Bildungslandschaft: Zwischen Park und Stadt:
Das Potential des Ortes mit seiner reizvollen topographischen Situation und den markanten historischen Fabrikgebäuden wird genutzt, um das Gelände der Kasseler Universität im Sinne einer Bildungslandschaft weiterzuentwickeln. Es soll eine Umgebung entstehen, die das individuelle ebenso wie das gemeinsame Forschen, Lehren und Lernen begünstigt; wo landschaftliche Elemente wie Plateaus, Nischen, Sonnenterrassen und Liegewiesen im Zusammenwirken mit stadträumlichen Elementen wie Gassen, Plätzen und Freitreppen unterschiedliche Raumqualitäten schaffen, die stimulierend wirken und Freiräume geben. Für die einzelnen Nutzungen entstehen dabei gut zugeschnittene Baufelder. Die Baustrukturen sind räumlich großzügig, ohne mit der Maßstäblichkeit des bestehenden Campus zu brechen. Einzelne Bestandsgebäude und Neubauten gewinnen durch ihre Stellung im Gesamtkonzept den Rang urbaner Merkzeichen und unterstützen die Orientierung.
Urbane Achse, Durchblicke ins Grüne:
Der Campus Nord liegt zwischen den Polen des bestehenden Campus im Süden und dem Nordstadtpark im Norden. Das Maß der baulichen Nutzung erlaubt es, einen linearen Park in Verlängerung des Nordstadtparks nach Süden entlang der Ahna anzulegen. Die bebaute Zone bildet dabei eine deutliche Raumkante zum Park aus.
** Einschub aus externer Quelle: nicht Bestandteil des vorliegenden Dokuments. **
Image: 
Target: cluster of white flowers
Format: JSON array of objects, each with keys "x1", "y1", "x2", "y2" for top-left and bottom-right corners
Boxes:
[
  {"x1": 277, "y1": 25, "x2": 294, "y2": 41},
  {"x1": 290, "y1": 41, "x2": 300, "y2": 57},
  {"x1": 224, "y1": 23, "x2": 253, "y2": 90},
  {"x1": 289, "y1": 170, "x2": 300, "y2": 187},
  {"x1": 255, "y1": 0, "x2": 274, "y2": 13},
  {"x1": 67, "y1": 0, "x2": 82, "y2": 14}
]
Das Gefüge der Außenräume innerhalb des bebauten Gebiets knüpft an ein bestehendes Achsensystem an, dessen Fokus in der Senke südlich der Mensa liegt. Von hier aus wird eine urbane Achse gen Norden aufgespannt, entlang derer das Hörsaalgebäude mit Campus Center, die naturwissenschaftlichen Institute, das Studentenwohnen und schließlich der Fachbereich ASL angesiedelt werden. Obwohl auch hier die Raumkanten gut ablesbar sind und den Außenräumen klare Konturen verleihen, erlauben die gewählten Baustrukturen doch immer wieder Durchblicke zum Grünraum.
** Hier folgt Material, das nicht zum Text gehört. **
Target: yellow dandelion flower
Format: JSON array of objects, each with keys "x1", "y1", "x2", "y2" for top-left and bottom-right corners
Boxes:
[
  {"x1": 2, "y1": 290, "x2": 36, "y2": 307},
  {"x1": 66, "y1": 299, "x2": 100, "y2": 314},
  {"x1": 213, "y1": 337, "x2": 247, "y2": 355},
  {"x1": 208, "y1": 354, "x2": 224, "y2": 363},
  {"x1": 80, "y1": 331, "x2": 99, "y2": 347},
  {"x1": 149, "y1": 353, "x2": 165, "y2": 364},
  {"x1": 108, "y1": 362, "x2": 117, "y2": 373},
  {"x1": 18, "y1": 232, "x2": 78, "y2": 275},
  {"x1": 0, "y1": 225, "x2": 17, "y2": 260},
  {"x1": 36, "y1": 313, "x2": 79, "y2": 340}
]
Zur Stadtseite hin werden die Blockkanten entlang der Gottschalkstraße und der Mombach- wie der Moritzstraße arrondiert; zum Grünen hin bildet eine Folge von Solitärbauten mit Innenhöfen eine durchlässige Bebauungskante.
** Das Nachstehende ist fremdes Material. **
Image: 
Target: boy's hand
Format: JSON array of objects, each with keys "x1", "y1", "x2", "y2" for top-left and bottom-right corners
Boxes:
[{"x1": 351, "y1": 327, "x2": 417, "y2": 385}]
Durch die polygonalen Zuschnitte ist die Struktur aus Solitärbauten in der Lage, präzise auf den Bestand zu reagieren. So werden die beiden "Kopfbauten" zum Park hin integriert, wobei sie über die Gebäudestirnen weiterhin als prägende Merkzeichen des Nordcampus wirken können. Das Gebäude K 19 hingegen wird freigestellt und kann weiterhin als Club genutzt werden.
Die geometrische "Matrix" des Entwurfs läßt auch Raum für zukünftige Erweiterungen.
Zentrale Funktionen: Hörsaalzentrum, Campus Center, Bistro:
Das Hörsaalzentrum wird auf der bisher als Parkplatz genutzten Fläche westlich der Mensa vorgesehen. Durch die Bebauungsdichte und die Nutzung wirkt es als zentraler Baustein des alten wie des neuen Campus und integriert diese beiden. Durch die Lage südlich der Moritzstraße bildet es einen Verbund zusammen mit der Mensa, andererseits formuliert es ein Pendant zum Bistro auf der Nordseite der Moritzstraße. Beide Nutzungen bilden einen Keil zentraler Funktionen, der den Link zwischen Süd- und Nordcampus herstellt und die Moritzstraße visuell überbrückt. Das Hörsaalzentrum grenzt auf seiner Westseite an einen kleinen Platz; mit seiner Südost-Ecke weist es auf den Schnittpunkt der Campusachsen südlich der Mensa. Es wird folglich von zwei Seiten her erschlossen und weist eine interne Durchwegung auf.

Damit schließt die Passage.